# Spro Bomb



## AndyS (May 12, 2012)

Hey folks, check out my new video, "Spro Bomb"


----------



## ronsil (Mar 8, 2012)

I like the look of that & the Machine behind it.


----------



## Soll (Nov 10, 2013)

Ha! I was waiting for her to pour the espresso into the stout not the shot glass to  I suppose it adds to the drama


----------



## The Systemic Kid (Nov 23, 2012)

What does it taste like??


----------



## madaetihw (Nov 25, 2014)

who needs jaeger bombs when you can have spro bombs!


----------



## funinacup (Aug 30, 2010)

Can't see the video link on Tapatalk...

Edit - see it on my browser now.


----------



## AndyS (May 12, 2012)

The Systemic Kid said:


> What does it taste like??


The heavy molasses flavor from the stout mostly overpowers the espresso, but the coffee flavor is in there.
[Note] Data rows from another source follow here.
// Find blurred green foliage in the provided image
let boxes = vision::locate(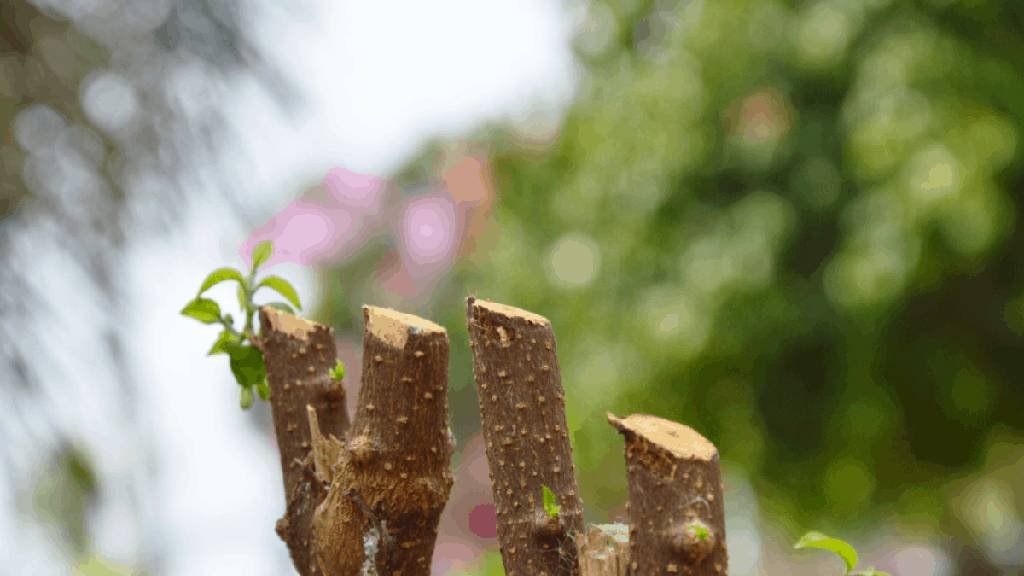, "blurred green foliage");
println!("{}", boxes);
[374,0,1024,535]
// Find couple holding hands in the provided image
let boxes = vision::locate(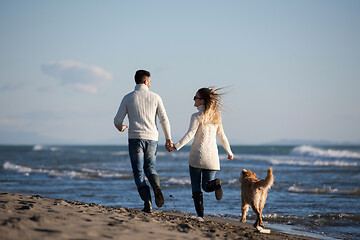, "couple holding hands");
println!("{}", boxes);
[114,70,234,221]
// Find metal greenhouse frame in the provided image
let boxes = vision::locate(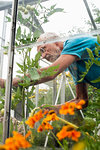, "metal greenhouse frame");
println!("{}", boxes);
[0,0,100,147]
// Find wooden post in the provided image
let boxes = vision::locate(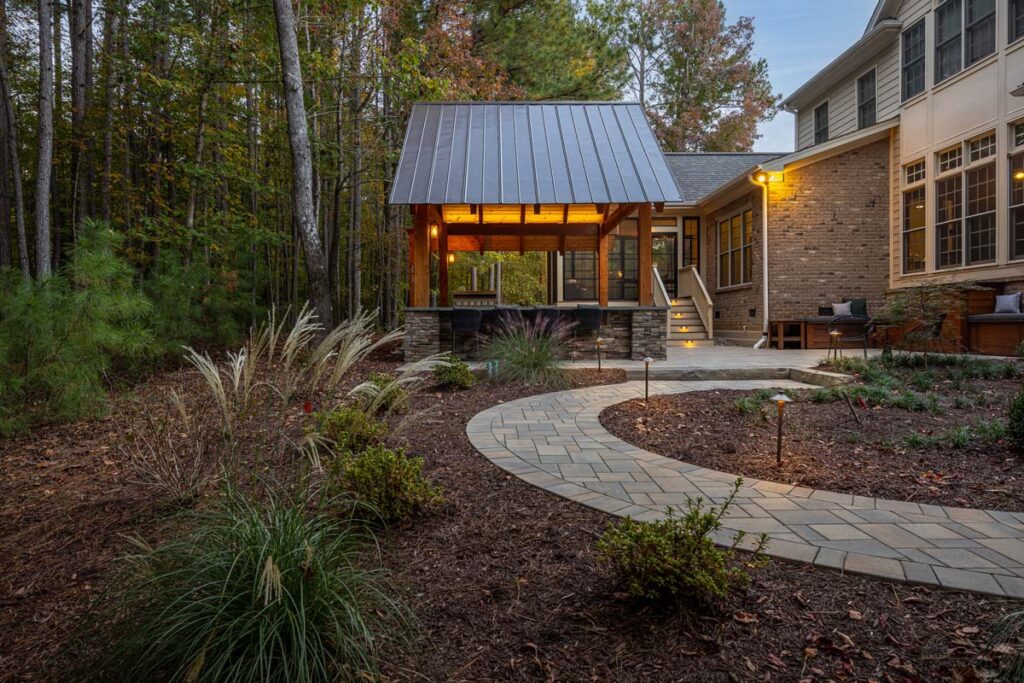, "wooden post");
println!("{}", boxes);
[410,206,430,307]
[637,202,654,306]
[437,223,449,306]
[597,231,611,306]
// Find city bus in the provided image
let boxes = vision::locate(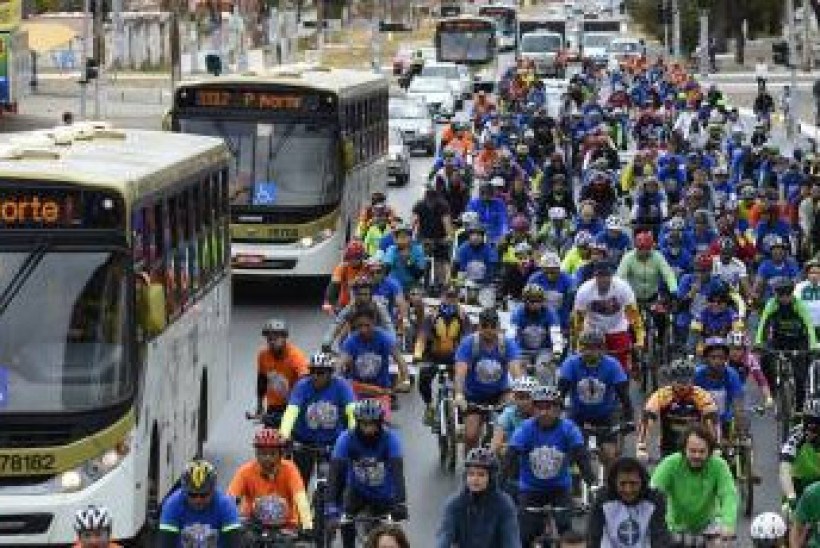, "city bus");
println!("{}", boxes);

On a practical basis, for me it's a nice way to have a beer without feeling sleepy afterwards.


----------



## CallumT (Aug 23, 2013)

Playing with uppers and downers like that could get you in a big mess...


----------



## AndyS (May 12, 2012)

CallumT said:


> Playing with uppers and downers like that could get you in a big mess...


You're right, but I have lots of experience.


----------